Wintour, who gave the first address, celebrated McQueen's talent, drive and determination, admitting that he had been unique among designers in refusing to genuflect before the altar of her magazine. "He has left us with an exceptional legacy, a talent that soared above us all," she told the congregation of McQueen, who committed suicide in February.
The International Herald Tribune's fashion editor, Suzy Menkes, remembered the first time she met McQueen in his cramped Hoxton studio and spoke of his macabre fascination with religion and death. His legacy, above all, was the pursuit and expression of extraordinary beauty, she said.

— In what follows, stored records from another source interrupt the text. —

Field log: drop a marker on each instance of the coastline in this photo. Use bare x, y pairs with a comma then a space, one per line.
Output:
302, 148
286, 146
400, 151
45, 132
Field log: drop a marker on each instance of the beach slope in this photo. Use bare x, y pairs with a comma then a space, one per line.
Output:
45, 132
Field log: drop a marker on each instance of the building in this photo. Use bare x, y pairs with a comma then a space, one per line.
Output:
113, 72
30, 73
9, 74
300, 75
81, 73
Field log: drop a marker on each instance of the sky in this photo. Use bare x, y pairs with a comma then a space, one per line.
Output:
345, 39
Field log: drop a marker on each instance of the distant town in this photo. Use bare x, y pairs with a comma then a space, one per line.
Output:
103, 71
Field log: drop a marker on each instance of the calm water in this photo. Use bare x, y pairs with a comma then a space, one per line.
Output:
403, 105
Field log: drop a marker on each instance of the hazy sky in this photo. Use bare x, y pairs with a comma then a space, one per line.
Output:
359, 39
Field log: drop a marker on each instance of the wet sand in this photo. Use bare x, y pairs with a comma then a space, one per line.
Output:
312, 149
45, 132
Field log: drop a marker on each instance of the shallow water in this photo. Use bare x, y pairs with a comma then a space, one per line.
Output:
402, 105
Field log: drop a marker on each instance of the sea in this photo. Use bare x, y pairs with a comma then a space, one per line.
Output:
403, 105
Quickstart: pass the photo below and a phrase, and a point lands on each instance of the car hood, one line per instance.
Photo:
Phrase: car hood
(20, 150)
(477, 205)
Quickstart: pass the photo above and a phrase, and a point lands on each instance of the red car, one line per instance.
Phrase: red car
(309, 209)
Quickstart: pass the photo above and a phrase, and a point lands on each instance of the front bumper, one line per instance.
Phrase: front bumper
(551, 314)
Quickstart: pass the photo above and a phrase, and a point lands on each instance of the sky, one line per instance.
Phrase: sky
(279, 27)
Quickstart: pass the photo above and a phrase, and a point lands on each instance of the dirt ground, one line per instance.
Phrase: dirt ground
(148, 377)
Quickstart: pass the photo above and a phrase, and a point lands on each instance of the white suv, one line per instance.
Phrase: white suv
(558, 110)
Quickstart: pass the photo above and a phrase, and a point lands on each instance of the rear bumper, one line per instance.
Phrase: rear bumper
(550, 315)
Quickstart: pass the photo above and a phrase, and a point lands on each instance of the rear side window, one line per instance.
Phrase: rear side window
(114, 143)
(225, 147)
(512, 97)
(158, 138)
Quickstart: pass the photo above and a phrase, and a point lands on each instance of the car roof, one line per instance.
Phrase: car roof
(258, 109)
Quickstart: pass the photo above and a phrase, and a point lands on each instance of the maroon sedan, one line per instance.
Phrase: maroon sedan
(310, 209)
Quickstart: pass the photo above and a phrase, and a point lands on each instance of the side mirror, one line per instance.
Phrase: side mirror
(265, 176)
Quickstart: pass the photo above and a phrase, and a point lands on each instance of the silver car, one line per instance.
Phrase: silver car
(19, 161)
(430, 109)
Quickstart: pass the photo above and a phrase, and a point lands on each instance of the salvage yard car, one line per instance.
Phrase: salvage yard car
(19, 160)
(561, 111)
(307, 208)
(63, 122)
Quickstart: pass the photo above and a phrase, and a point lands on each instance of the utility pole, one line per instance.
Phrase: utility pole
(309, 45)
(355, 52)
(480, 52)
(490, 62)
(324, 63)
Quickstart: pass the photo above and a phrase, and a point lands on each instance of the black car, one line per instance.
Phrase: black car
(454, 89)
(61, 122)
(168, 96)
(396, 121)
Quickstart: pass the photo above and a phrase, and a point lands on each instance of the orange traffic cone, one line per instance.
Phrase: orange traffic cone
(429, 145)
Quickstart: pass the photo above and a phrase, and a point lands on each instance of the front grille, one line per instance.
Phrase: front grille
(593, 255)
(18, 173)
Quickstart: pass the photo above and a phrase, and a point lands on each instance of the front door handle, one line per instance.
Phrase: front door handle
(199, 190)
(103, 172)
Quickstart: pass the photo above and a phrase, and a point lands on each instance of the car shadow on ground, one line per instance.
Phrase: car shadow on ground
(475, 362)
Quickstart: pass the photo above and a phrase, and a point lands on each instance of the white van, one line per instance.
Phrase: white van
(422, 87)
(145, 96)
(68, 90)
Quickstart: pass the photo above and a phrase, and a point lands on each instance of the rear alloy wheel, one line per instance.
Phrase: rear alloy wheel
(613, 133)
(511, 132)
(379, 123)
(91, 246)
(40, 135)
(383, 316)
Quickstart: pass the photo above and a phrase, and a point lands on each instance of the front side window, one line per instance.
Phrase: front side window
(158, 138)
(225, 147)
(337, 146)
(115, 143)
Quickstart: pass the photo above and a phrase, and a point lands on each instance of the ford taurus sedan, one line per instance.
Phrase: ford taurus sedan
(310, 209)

Mark McQueen and Gary Hulyer, the designer's nephews, read from the Bible and led the Prayers of Intercession. The designer's friend Annabelle Nielson remembered fondly bickering in the car with "Lee", while his English bull terrier, Juice, sat at her feet, and of Christmas walks on the beach near his house in Hastings.
The jewellery designer Shaun Leane, who knew McQueen longer than most, reminded those present that while McQueen had started out in the East End before moving from a cramped flat in Tooting Bec, South London, to the heights of fashion, he always found time for friends.
"I watched you grow, you broke the boundaries and succeeded," he said.
If, in the early days, McQueen was known for working to a throbbing club soundtrack, in later years visitors to his studio became familiar with his love of classical music, and the composer Michael Nyman in particular. Nyman himself stepped up and played the "The Heart Asks Pleasure First".
In 1997, McQueen designed the album cover for Bjork's Homogenic. He also directed the video for "Alarm Call". The Icelandic singer, in golden skullcap, wooden angel wings and feathered skirt, performed "Gloomy Sunday", originally sung by Billie Holliday, then equally tragically by The Associates' Billy Mackenzie.
A portrait of McQueen, in full Scottish regalia, leaping, open-mouthed and uproarious, as captured by David Bailey, was printed at the front of the Order of Ceremony. The designer was always very proud of his ancestry. It was only apposite, then, that a lone piper led the congregation to the west end of the cathedral as the proceedings came to a close.